The “Gentle Knight of Popular Cinema”, as he was called, was born in Thessaloniki in 1923 and studied at the Drama School of the Thessaloniki Conservatory. After graduating, he went to Vienna, where he studied dance.
He started out as a dancer, a choreographer and actor in musical theater, but soon expressed his love for cinema. In 1949 he appeared as an actor in the film Two Worlds. In 1958 he began writing screenplays. His first screenplay was Crazy Girl. His directorial debut took place the following year, with the film The Scamp (I Mousitsa), which established him immediately.

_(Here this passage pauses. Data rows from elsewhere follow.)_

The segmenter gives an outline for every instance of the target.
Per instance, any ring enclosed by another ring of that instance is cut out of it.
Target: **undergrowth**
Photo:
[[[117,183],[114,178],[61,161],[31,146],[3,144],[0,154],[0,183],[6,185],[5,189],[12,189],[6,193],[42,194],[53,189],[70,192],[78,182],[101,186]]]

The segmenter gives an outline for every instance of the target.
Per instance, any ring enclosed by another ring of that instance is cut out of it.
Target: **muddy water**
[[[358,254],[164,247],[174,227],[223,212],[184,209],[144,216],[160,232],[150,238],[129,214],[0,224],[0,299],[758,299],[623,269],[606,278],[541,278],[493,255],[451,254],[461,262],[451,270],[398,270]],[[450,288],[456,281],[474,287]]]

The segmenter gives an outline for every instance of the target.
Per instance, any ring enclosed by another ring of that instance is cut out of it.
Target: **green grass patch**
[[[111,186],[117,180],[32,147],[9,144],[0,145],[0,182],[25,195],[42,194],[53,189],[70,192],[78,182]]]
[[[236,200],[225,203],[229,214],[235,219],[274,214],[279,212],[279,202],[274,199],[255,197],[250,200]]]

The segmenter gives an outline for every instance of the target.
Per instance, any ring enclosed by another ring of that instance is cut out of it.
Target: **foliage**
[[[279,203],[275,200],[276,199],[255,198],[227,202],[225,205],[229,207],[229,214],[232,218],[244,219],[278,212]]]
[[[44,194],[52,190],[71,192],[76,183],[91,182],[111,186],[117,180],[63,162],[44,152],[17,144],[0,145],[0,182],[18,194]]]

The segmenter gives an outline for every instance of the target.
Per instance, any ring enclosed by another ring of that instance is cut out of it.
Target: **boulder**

He continued writing screenplays for romantic comedies and adapting plays which he directed for various production companies up until 1961, when he began working for Finos Film. His first film with Finos, “Downhill” (Katiforos) was a huge success. Since then he worked exclusively for Finos Film up until 1977, when the company’s last film, Training Old Man Yorgis, was made.

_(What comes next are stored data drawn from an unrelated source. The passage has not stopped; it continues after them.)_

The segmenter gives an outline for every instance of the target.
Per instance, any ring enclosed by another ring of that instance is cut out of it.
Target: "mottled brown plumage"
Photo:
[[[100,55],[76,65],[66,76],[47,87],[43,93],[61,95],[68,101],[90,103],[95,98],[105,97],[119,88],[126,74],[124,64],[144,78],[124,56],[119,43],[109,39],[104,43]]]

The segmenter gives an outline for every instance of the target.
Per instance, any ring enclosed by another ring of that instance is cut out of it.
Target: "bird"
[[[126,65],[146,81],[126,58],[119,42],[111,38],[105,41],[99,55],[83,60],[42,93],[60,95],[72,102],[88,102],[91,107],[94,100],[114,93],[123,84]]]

In 1962, with his film Some Like It Cold, which was a box-office hit, Dalianidis introduced a film genre which had not existed up unti that point: the Greek musical, although he preferred to call it “musical comedy”. The same success accompanied his next musicals (all featuring music by Mimis Plessas), establishing Dalianidis as the master craftsman of this genre.
He also made social dramas, starring Zoi Laskari, which were also hugely popular, while he continued adapting plays for the big screen.

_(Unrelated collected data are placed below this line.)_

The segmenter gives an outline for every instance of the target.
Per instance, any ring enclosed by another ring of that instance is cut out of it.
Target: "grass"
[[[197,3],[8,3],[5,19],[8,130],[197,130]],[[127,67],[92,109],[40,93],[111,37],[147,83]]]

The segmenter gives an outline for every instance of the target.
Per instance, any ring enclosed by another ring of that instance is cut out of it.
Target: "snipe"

An extremely prolific filmmaker, he made numerous films each year (most of them on his own screenplays), and was steadily number one at the box-office.
The year 1970 marked his debut as a stage director with the play Marijuana Stop. Everything Dalianidis touched turned to gold. Following the end of commercial cinema in Greece, he moved on to TV (1974), writing and directing Luna Park, which ran successfully for several years. Another popular series of his was The Lion Cubs. In the early eighties and until 1985, filmgoers flocked to the movie theaters to watch his films about the problems faced by the younger generation, the first of which was The Jackals, in 1981. Starting in 1986 he began making films on video, while his ability to adapt to changing conditions and always retain his unrivaled popularity was verified once again with his successful series made for private television (Penthouse, et al.).
Dalianidis worked with all film genres (drama, comedy, the musical, and the detective film), directing more than 60 films throughout his career and leaving his personal mark on all of them. Above all. however, his importance stems from the fact that he changed the timing and pace of Greek Cinema, by introducing into it an American philosophy. The public followed him faithfully -during the sixties his name was as big as the name of Aliki Vouyouklaki- and, very soon, so did his colleagues.
Dalianidis’ style of fixed shots, singing, dancing and stylized poses caused a sensation and made his films immediately recognizable. Greek cinema is divided into the years before and after Dalianidis. He may not have been the greatest director to ever pass through Greek cinema, but he is the one who defined it more than any other.
An adopted child, Dalianidis frequently spoke of his great love for his adoptive mother, revealing once that his love for her was the reason he did not leave Greece later for an international career. “It was unthinkable to me to leave behind an old woman after all that she had given to me.”